Comment se différencier en évitant le risque de greenwashing ?
20/09/2023La loi Climat et résilience en France et le projet de directive européenne sur la protection des consommateurs relèvent le degré d’exigence en matière de communication responsable. Les entreprises peuvent se trouver accusées de greenwashing en pensant bien faire. C’est toute la stratégie de communication qui doit être revue en lien avec la démarche RSE. Mathieu Jahnich nous livre quelques clés.
Les entreprises se doivent de communiquer sur leur stratégie bas carbone mais le contexte exige de la transparence. Peut-on dire qu’elles font davantage ou moins de greenwashing qu’avant ?
Mathieu Jahnich – Les entreprises font davantage de greenwashing parce que, mécaniquement, elles sont plus nombreuses à vouloir communiquer sur le sujet. Elles n’ont pas nécessairement des équipes en interne ou des agences formées aux enjeux écologiques et aux cadres déontologiques et réglementaires, et donc, nous constatons plus d’erreurs. Je ne dis pas qu’elles le font de manière consciente et volontaire. Très souvent, il s’agit de maladresses. Elles me disent parfois qu’elles ont la sensation de bien faire mais ont peur, finalement, de prendre la parole. La question est donc : comment peut-on se différencier tout en évitant le risque de greenwashing, ou du moins en le réduisant au maximum ?
En même temps, il est essentiel de communiquer sur ces sujets, en interne comme en externe. Sinon, vous créez un décalage, de la démotivation, vous n’attirez plus les talents ni les clients et les investisseurs.
En quoi les réglementations française et européenne vont-elles faire bouger les lignes ?
M. J. – Avec la réglementation, nous allons avoir un encadrement strict de certaines allégations.
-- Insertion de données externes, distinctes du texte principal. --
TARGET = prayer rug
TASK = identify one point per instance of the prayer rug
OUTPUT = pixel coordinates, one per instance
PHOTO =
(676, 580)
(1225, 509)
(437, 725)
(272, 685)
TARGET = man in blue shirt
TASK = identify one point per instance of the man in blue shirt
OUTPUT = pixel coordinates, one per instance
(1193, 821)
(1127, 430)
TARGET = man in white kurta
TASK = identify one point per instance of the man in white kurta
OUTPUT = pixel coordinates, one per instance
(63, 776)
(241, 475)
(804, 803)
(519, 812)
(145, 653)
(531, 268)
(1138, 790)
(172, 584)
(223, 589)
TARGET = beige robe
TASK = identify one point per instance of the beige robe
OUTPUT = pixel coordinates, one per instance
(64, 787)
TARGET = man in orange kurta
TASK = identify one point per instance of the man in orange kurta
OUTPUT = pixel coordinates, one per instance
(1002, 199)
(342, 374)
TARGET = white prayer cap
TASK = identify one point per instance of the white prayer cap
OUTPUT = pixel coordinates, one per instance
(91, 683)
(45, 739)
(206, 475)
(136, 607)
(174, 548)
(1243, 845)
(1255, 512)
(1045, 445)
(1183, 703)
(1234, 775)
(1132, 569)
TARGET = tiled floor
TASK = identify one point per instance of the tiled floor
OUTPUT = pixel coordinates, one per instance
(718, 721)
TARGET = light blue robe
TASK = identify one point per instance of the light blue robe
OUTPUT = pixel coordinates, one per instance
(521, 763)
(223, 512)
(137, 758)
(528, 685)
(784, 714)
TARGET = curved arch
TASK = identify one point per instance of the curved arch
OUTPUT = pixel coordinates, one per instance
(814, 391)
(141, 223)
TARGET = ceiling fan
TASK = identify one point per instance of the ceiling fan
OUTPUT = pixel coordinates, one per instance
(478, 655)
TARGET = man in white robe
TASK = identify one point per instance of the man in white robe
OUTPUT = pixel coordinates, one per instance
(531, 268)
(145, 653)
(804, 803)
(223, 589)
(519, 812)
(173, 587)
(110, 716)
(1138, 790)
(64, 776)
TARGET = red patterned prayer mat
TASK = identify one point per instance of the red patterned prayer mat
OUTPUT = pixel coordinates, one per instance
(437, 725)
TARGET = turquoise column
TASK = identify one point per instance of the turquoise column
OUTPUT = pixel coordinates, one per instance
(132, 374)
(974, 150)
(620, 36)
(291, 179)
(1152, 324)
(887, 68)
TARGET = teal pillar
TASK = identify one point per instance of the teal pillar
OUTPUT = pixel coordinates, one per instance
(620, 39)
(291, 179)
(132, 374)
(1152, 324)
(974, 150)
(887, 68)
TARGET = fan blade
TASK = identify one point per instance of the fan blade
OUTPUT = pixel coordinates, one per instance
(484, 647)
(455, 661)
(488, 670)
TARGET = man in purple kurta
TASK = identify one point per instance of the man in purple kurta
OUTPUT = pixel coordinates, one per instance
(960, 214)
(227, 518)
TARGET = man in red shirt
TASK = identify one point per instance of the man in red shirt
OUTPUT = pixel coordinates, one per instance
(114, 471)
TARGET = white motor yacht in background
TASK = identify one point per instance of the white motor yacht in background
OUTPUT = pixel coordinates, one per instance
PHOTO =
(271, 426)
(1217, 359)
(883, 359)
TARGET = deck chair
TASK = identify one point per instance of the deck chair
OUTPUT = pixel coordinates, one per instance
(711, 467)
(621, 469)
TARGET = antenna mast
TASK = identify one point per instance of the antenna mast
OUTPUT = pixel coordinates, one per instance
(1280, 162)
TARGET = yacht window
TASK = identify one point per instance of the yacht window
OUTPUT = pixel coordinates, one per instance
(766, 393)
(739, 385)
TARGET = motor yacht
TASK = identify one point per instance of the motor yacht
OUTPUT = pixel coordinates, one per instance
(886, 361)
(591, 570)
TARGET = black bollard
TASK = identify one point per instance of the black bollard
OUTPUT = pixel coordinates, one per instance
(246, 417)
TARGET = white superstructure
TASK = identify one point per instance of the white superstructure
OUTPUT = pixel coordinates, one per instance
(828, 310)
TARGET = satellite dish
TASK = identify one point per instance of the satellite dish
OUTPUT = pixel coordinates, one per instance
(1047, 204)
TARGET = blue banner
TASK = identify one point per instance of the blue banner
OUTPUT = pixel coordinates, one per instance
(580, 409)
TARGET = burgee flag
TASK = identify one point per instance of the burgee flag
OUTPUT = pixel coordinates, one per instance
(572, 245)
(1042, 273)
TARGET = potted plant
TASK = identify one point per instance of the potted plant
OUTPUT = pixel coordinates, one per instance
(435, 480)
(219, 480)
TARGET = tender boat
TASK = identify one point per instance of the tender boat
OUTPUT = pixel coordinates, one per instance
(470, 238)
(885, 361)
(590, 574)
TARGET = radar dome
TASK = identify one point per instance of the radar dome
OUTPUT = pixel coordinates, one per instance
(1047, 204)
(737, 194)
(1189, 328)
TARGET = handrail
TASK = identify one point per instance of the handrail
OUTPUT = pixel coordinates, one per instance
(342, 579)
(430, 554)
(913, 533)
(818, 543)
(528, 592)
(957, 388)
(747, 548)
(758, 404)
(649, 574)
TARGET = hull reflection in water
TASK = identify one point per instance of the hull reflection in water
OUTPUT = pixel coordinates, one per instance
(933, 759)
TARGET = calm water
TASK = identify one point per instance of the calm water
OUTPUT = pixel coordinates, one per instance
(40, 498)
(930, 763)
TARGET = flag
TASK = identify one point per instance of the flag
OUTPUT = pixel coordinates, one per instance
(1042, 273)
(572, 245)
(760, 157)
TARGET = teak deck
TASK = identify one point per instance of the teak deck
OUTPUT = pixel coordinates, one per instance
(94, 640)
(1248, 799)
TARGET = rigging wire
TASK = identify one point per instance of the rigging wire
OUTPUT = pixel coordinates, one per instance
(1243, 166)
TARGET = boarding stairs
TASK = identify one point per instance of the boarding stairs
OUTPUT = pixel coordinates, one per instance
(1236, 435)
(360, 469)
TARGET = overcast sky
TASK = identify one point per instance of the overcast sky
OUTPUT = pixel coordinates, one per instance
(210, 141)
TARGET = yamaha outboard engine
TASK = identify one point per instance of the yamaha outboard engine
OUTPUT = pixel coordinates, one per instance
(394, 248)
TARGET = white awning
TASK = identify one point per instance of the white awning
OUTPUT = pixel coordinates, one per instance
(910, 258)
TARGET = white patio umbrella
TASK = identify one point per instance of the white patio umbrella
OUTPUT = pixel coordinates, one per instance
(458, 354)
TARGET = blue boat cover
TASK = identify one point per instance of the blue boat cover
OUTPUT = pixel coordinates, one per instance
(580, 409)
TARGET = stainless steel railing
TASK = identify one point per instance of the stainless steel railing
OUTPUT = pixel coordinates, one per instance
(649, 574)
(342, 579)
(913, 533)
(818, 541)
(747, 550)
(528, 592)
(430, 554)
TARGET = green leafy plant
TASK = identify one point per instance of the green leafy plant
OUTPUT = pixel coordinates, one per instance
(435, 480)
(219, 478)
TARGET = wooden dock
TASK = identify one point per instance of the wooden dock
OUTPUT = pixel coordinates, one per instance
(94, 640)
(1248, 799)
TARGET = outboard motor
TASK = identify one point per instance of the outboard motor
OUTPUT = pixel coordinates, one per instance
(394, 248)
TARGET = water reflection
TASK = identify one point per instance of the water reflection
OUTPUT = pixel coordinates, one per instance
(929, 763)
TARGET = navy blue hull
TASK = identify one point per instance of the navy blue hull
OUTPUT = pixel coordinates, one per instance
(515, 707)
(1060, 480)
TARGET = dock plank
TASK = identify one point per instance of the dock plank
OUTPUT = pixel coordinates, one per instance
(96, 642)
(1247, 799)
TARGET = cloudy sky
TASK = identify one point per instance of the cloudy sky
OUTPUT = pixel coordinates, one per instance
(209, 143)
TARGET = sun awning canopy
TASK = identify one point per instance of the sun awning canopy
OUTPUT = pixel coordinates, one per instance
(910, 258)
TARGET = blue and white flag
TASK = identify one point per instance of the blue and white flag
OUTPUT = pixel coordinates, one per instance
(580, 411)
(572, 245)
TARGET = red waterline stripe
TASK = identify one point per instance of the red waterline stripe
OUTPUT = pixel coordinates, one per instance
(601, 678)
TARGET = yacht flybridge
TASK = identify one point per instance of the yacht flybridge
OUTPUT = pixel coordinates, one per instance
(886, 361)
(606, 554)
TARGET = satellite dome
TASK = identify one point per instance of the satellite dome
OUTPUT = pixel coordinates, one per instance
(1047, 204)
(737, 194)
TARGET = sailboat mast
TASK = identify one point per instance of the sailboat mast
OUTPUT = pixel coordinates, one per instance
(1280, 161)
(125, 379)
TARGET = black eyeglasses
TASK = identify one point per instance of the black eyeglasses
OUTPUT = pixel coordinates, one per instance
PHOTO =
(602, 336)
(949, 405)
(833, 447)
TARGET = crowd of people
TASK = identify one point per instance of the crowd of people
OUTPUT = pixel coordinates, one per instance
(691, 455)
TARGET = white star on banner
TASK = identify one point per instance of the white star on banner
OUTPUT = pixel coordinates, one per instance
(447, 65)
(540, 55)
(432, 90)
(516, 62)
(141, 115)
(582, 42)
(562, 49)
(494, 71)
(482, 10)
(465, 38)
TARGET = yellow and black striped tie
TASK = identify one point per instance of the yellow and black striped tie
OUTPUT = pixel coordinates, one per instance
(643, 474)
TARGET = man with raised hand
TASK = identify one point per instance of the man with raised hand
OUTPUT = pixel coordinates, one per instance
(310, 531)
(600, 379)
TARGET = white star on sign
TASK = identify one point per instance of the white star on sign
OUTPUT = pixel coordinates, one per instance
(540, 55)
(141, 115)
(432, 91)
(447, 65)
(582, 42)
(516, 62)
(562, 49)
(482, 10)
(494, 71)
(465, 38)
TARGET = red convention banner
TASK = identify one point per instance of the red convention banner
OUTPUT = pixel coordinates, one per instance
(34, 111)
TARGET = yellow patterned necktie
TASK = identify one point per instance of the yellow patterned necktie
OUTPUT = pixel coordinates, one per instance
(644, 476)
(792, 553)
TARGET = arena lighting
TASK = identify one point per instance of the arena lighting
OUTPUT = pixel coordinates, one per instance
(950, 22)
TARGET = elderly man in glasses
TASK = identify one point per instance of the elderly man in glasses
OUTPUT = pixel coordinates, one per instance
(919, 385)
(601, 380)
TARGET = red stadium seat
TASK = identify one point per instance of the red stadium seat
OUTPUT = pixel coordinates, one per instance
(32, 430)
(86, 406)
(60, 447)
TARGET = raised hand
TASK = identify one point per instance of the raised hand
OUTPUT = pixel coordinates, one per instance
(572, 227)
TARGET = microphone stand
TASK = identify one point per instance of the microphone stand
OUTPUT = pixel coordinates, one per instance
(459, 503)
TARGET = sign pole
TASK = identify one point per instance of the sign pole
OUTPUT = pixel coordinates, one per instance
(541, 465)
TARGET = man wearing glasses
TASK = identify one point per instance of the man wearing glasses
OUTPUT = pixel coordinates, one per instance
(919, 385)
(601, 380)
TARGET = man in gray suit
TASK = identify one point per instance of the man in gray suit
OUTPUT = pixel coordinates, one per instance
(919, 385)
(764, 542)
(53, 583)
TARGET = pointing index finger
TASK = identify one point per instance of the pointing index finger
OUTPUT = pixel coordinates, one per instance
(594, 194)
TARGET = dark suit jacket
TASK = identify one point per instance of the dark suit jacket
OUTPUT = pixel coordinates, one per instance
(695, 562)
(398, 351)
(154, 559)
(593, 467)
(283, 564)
Toutes les entreprises seront concernées. Pour affirmer qu’un produit est plus responsable, il va falloir apporter des éléments de preuve. Un projet de directive sur la protection des consommateurs est en négociation au Parlement européen. Il devrait exiger la vérification de chaque allégation par un organisme tiers, notamment sur la neutralité carbone. Ce qui est mis en avant dans la loi Climat et résilience en France. Depuis janvier 2023, il est interdit aux annonceurs d’affirmer qu’un produit ou service est « neutre en carbone » sans présenter un bilan des émissions de gaz à effet de serre sur l’ensemble du cycle de vie, la trajectoire de réduction prévue des émissions, ainsi que les modalités de compensation des émissions résiduelles. Cette décision européenne, si elle est adoptée, est totalement nouvelle. D’ici deux ans, elle pourrait être appliquée dans le droit français. Le signal envoyé est fort : il y aura un contrôle strict des allégations avant diffusion. Aujourd’hui, le contrôle est réalisé en amont uniquement pour les spots TV et de façon optionnelle pour tous les autres supports.
Quelles sont alors les clés pour une communication responsable aboutie ?
M. J. – La principale clé, c’est d’avoir une bonne stratégie de responsabilité, notamment de décarbonisation. Comment allez-vous réduire significativement vos émissions ? En quoi votre trajectoire est-elle compatible avec l’accord de Paris ? Pour valoriser votre action, vous avez besoin d’équipes qui comprennent les enjeux climatiques, déjà, qui comprennent ce qu’est un scope 1, 2, 3 ou encore le SBTI [ndlr : l’initiative Science Based Targets est une démarche collective visant à réduire l’empreinte carbone]. Des équipes qui connaissent les cadres réglementaires et déontologiques, et qui ont une véritable culture sur le greenwashing, et capables de faire des propositions pertinentes.
Évidemment, la publicité est faite pour vendre et il est compliqué de vendre une stratégie de décarbonisation. Mais vous avez de bons exemples de publicités où les entreprises expliquent de quelle manière elles sont engagées. C’est vraiment une posture d’humilité par rapport aux enjeux.
Il faut aussi que cette stratégie soit présente sur le site internet. Quand vous êtes formé au marketing, à la communication, vous êtes formé pour enjoliver, pour prendre le meilleur. Il va falloir prendre un peu de recul et accepter de montrer les arbitrages et les difficultés rencontrées. La perception de la société va aussi évoluer avec l’engagement des entreprises. Depuis trois ans, nous assistons à une cristallisation de l’attention et des critiques sur certaines thématiques, notamment le plastique. Les entreprises qui ne font pas l’effort de suivre ces évolutions seront montrées du doigt. Elles ont donc un virage à prendre en termes de communication.
La Bio de Mathieu Jahnich
Depuis vingt ans, il explore et analyse les enjeux communication et marketing des organisations, en particulier dans les domaines de l’environnement et de la responsabilité sociétale. Communication et marketing responsables, communication sur la RSE, publicité et environnement, greenwashing sont ses thèmes de prédilection. Sa posture : « de la recherche à l’action ».